Josephine Hall is a writer and artist, currently based in Brighton. She works primarily with words, but enjoys experimenting with other artforms and collaborating with artists and musicians. Josephine writes poetry, life writing, articles, essays, songs and has recently started writing her first novel. Her creative work tends to explore themes such as belonging, journeying, healing, connecting with nature and the Black/mixed-race experience. She endeavours to make work that is honest, accessible and amplifies marginalised voices, particularly those from the global majority. Josephine was mentored by Katy Massey and Akila Richards.
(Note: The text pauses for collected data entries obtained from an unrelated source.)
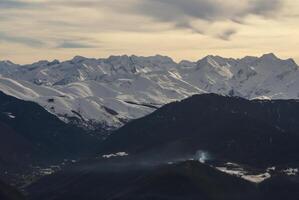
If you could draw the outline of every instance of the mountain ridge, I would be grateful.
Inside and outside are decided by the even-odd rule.
[[[75,56],[29,65],[0,62],[1,91],[36,102],[66,122],[78,118],[87,128],[117,128],[153,112],[156,105],[194,94],[298,99],[298,77],[293,59],[273,53],[241,59],[209,55],[195,62],[161,55]]]
[[[53,59],[52,61],[51,60],[47,60],[47,59],[42,59],[42,60],[38,60],[36,62],[33,62],[33,63],[25,63],[25,64],[20,64],[20,63],[17,63],[17,62],[14,62],[12,60],[0,60],[0,63],[7,63],[7,64],[11,64],[11,65],[19,65],[19,66],[30,66],[30,65],[33,65],[33,64],[38,64],[38,63],[41,63],[41,62],[44,62],[44,63],[62,63],[62,62],[67,62],[67,61],[71,61],[71,60],[84,60],[84,59],[94,59],[94,60],[101,60],[101,59],[109,59],[111,57],[139,57],[139,58],[155,58],[155,57],[160,57],[160,58],[167,58],[167,59],[170,59],[172,62],[176,63],[176,64],[180,64],[184,61],[187,61],[187,62],[192,62],[192,63],[195,63],[195,62],[198,62],[206,57],[218,57],[218,58],[224,58],[224,59],[233,59],[233,60],[245,60],[245,59],[257,59],[257,58],[262,58],[262,57],[274,57],[276,59],[279,59],[279,60],[290,60],[290,61],[293,61],[294,63],[297,64],[297,62],[289,57],[289,58],[285,58],[285,59],[282,59],[282,58],[279,58],[275,53],[272,53],[272,52],[269,52],[269,53],[264,53],[262,54],[261,56],[243,56],[243,57],[239,57],[239,58],[234,58],[234,57],[224,57],[224,56],[219,56],[219,55],[213,55],[213,54],[209,54],[207,56],[204,56],[200,59],[197,59],[197,60],[187,60],[187,59],[182,59],[182,60],[178,60],[178,61],[175,61],[174,59],[172,59],[170,56],[167,56],[167,55],[162,55],[162,54],[156,54],[156,55],[151,55],[151,56],[141,56],[141,55],[136,55],[136,54],[119,54],[119,55],[111,55],[111,56],[108,56],[108,57],[99,57],[99,58],[92,58],[92,57],[87,57],[87,56],[81,56],[81,55],[75,55],[74,57],[70,58],[70,59],[65,59],[65,60],[58,60],[58,59]]]
[[[194,95],[127,123],[111,134],[103,151],[163,160],[164,155],[179,158],[203,150],[233,163],[263,167],[296,163],[298,108],[298,100]]]

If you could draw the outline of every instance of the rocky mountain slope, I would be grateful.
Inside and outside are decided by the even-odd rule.
[[[299,68],[274,54],[242,59],[207,56],[197,62],[169,57],[75,57],[30,65],[0,62],[0,90],[36,102],[62,120],[106,129],[201,93],[246,99],[299,98]]]

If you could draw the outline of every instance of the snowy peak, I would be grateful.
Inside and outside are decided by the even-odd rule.
[[[167,56],[111,56],[104,60],[105,63],[112,65],[113,69],[125,73],[146,73],[152,71],[162,71],[173,68],[176,63]]]
[[[152,63],[156,65],[167,65],[167,64],[176,64],[172,58],[168,56],[162,56],[162,55],[156,55],[156,56],[149,56],[149,57],[138,57],[138,56],[131,56],[131,59],[136,61],[139,64],[142,64],[143,62]]]
[[[225,65],[227,63],[236,62],[236,60],[233,58],[223,58],[220,56],[208,55],[203,59],[199,60],[197,63],[200,62],[212,62],[212,63],[218,63],[219,65]]]
[[[214,73],[223,78],[231,78],[231,61],[219,56],[207,56],[197,62],[197,68],[203,70],[203,73]]]
[[[71,62],[73,62],[73,63],[80,63],[80,62],[82,62],[82,61],[84,61],[84,60],[88,60],[88,58],[85,58],[85,57],[83,57],[83,56],[75,56],[75,57],[71,60]]]
[[[0,62],[0,90],[34,101],[60,118],[118,127],[194,94],[299,99],[299,68],[274,54],[242,59],[209,55],[197,62],[167,56],[110,56],[31,65]]]
[[[258,62],[263,63],[264,65],[268,65],[270,67],[281,68],[281,70],[297,70],[298,65],[295,63],[293,59],[280,59],[275,54],[269,53],[264,54],[258,59]]]
[[[32,77],[35,77],[44,85],[65,85],[76,81],[98,81],[101,79],[112,81],[119,76],[128,78],[138,73],[167,70],[175,65],[176,63],[171,58],[163,56],[124,55],[110,56],[107,59],[75,56],[72,60],[61,63],[58,60],[34,63],[31,65],[31,70],[26,72],[28,78],[24,78],[24,76],[20,78],[32,82],[35,80]],[[35,68],[36,66],[38,68]]]
[[[3,61],[0,61],[0,66],[1,65],[13,66],[13,65],[16,65],[16,64],[14,64],[13,62],[11,62],[9,60],[3,60]]]
[[[280,60],[274,53],[267,53],[262,55],[261,60]]]
[[[9,60],[0,61],[0,76],[10,76],[20,70],[19,67]]]

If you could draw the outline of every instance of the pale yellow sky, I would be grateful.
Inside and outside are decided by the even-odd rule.
[[[0,0],[0,60],[274,52],[299,63],[299,0]]]

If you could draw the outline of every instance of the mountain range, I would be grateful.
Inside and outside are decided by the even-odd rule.
[[[0,197],[294,199],[298,86],[274,54],[2,61]]]
[[[0,90],[33,101],[66,122],[111,130],[194,94],[245,99],[298,99],[299,67],[274,54],[242,59],[207,56],[80,56],[60,62],[0,62]]]
[[[296,199],[299,102],[195,95],[127,123],[29,199]]]

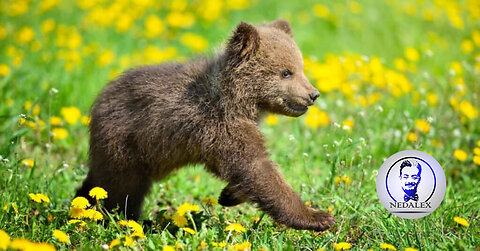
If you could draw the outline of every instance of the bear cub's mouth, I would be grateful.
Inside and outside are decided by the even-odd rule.
[[[287,108],[294,113],[303,114],[308,110],[308,105],[294,104],[287,99],[283,100]]]

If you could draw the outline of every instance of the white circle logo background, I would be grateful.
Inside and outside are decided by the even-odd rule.
[[[400,165],[406,160],[413,160],[421,165],[421,179],[417,187],[418,201],[410,202],[418,202],[417,205],[423,202],[430,206],[428,208],[392,207],[392,203],[405,202],[405,192],[400,183]],[[405,150],[390,156],[377,175],[380,202],[392,214],[404,219],[418,219],[429,215],[442,202],[445,189],[445,173],[440,164],[432,156],[417,150]]]

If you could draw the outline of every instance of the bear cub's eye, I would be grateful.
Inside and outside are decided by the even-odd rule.
[[[284,78],[289,78],[289,77],[291,77],[292,75],[293,75],[293,73],[292,73],[291,71],[289,71],[289,70],[284,70],[284,71],[282,72],[282,77],[284,77]]]

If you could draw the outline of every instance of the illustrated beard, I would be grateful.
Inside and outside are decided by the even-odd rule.
[[[412,189],[405,188],[408,185],[414,185],[414,187]],[[416,183],[416,184],[415,183],[406,183],[405,187],[402,187],[402,189],[405,192],[405,194],[407,194],[408,196],[413,196],[413,195],[417,194],[418,183]]]

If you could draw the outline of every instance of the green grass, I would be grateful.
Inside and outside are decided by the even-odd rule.
[[[94,98],[115,73],[147,62],[144,56],[136,56],[147,46],[162,50],[167,46],[176,48],[177,55],[171,60],[196,57],[197,53],[180,41],[183,33],[192,32],[209,43],[202,54],[213,55],[240,21],[262,23],[282,17],[290,20],[304,57],[319,63],[328,61],[328,54],[335,58],[364,55],[379,57],[384,67],[395,69],[394,60],[405,58],[405,48],[413,47],[420,52],[420,60],[409,63],[416,67],[415,71],[395,70],[414,86],[404,95],[396,97],[389,88],[379,88],[367,81],[353,95],[358,98],[379,93],[381,99],[368,106],[353,104],[338,90],[322,93],[317,105],[328,114],[329,122],[325,126],[311,128],[305,123],[305,117],[280,117],[276,125],[262,124],[271,158],[279,164],[285,179],[313,207],[323,210],[330,207],[336,225],[324,233],[297,231],[275,224],[252,204],[207,207],[201,200],[218,197],[225,183],[196,166],[181,169],[155,184],[140,221],[153,223],[145,224],[146,238],[131,248],[158,250],[178,243],[185,250],[196,250],[203,241],[206,249],[214,249],[211,242],[224,241],[229,235],[224,231],[229,222],[242,224],[246,232],[228,237],[228,244],[248,241],[252,250],[330,250],[332,244],[339,242],[349,242],[352,249],[358,250],[379,250],[381,243],[390,243],[398,250],[480,247],[480,166],[474,163],[474,148],[480,147],[476,145],[480,140],[480,119],[478,114],[468,118],[468,109],[457,109],[450,102],[455,97],[468,101],[476,109],[480,107],[480,65],[475,60],[480,45],[472,52],[461,50],[461,43],[472,40],[472,31],[480,29],[479,19],[469,11],[474,9],[471,6],[475,5],[474,1],[460,1],[455,12],[451,2],[439,6],[430,1],[365,0],[359,1],[360,13],[349,10],[353,1],[328,1],[323,2],[330,10],[327,18],[314,15],[313,6],[317,4],[314,1],[253,1],[247,8],[225,11],[211,22],[197,13],[196,10],[204,6],[201,2],[194,1],[186,7],[196,19],[191,27],[170,27],[165,21],[171,12],[170,4],[154,4],[145,8],[125,33],[117,32],[114,25],[104,27],[85,21],[91,10],[82,10],[70,1],[48,11],[40,11],[41,2],[33,1],[28,5],[28,12],[18,16],[9,14],[15,1],[0,3],[0,65],[10,69],[5,76],[0,73],[0,155],[3,159],[0,160],[0,206],[14,202],[19,210],[15,213],[11,207],[0,208],[1,230],[12,239],[26,238],[48,242],[57,249],[84,250],[100,250],[102,245],[128,234],[112,220],[87,221],[83,231],[67,224],[70,201],[87,172],[88,129],[80,122],[70,125],[64,121],[60,127],[68,131],[67,138],[54,140],[50,131],[56,126],[49,123],[49,118],[61,117],[61,108],[67,106],[78,107],[82,114],[88,115]],[[107,1],[100,6],[111,3]],[[141,8],[139,4],[128,6],[127,9]],[[411,8],[414,14],[409,14]],[[447,9],[454,13],[451,15],[462,18],[463,29],[452,25]],[[433,13],[433,21],[423,18],[425,11]],[[144,20],[152,14],[157,15],[166,28],[158,36],[146,38]],[[56,27],[51,33],[43,34],[41,24],[49,18],[55,20]],[[58,46],[61,24],[75,27],[81,35],[78,47]],[[6,31],[4,37],[1,27]],[[32,41],[18,40],[22,27],[34,30]],[[37,41],[41,48],[32,50]],[[12,48],[16,50],[13,54]],[[83,53],[86,48],[94,49]],[[110,64],[99,66],[98,57],[105,50],[110,50],[115,58]],[[66,62],[59,56],[62,51],[80,53],[81,60],[72,70],[65,69]],[[16,65],[15,60],[20,56],[21,63]],[[122,64],[124,56],[130,58],[129,64]],[[462,73],[450,72],[454,61],[462,63]],[[312,83],[317,84],[318,79],[311,72],[309,76]],[[458,91],[455,85],[460,79],[465,92]],[[52,88],[58,93],[52,92]],[[438,104],[427,102],[427,93],[435,93]],[[27,100],[39,105],[38,116],[26,110]],[[45,126],[32,129],[20,125],[20,114],[32,122],[43,120]],[[351,132],[341,126],[347,118],[355,123]],[[429,132],[415,129],[417,119],[429,119]],[[407,139],[410,132],[417,135],[417,141]],[[376,194],[376,174],[384,159],[405,149],[430,153],[442,165],[447,177],[442,204],[422,219],[404,220],[390,214]],[[457,149],[467,152],[465,161],[454,157]],[[34,160],[35,166],[26,167],[23,159]],[[338,176],[348,177],[351,183],[336,184]],[[44,193],[51,202],[48,205],[34,203],[29,193]],[[198,229],[195,235],[177,231],[170,220],[162,217],[164,213],[172,215],[184,202],[201,205],[195,215]],[[51,221],[47,219],[49,214],[53,217]],[[261,219],[258,224],[254,223],[256,216]],[[467,219],[470,226],[457,224],[453,220],[455,216]],[[118,220],[116,215],[111,217]],[[62,244],[53,238],[53,229],[69,234],[71,244]]]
Jess Murrain is an interdisciplinary creative, working mainly in theatre, film and live performance. She is co-founder of Theatre with Legs, an experimental performance making company. Her poetry has appeared in Perverse, Powers Press, Queerlings, Tentacular and Under the Radar. She won this year's Ledbury Poetry Competition and the 2021 Silver Poetry CF Writers’ Award. She is also a member of the Southbank Centre’s New Poets Collective. Her debut One Woman-Horse Show is forthcoming with Bad Betty Press. Jess worked with Gboyega Odubanjo.
Saira Niazi is a writer, poet and renegade guide. Over the years, she has worked on various writing projects and self-published several books. Her latest book, On Belonging, Reflections of a Regenade Guide, explores ways in which spaces can connect us to ourselves and to each other. Saira worked with Denise Saul.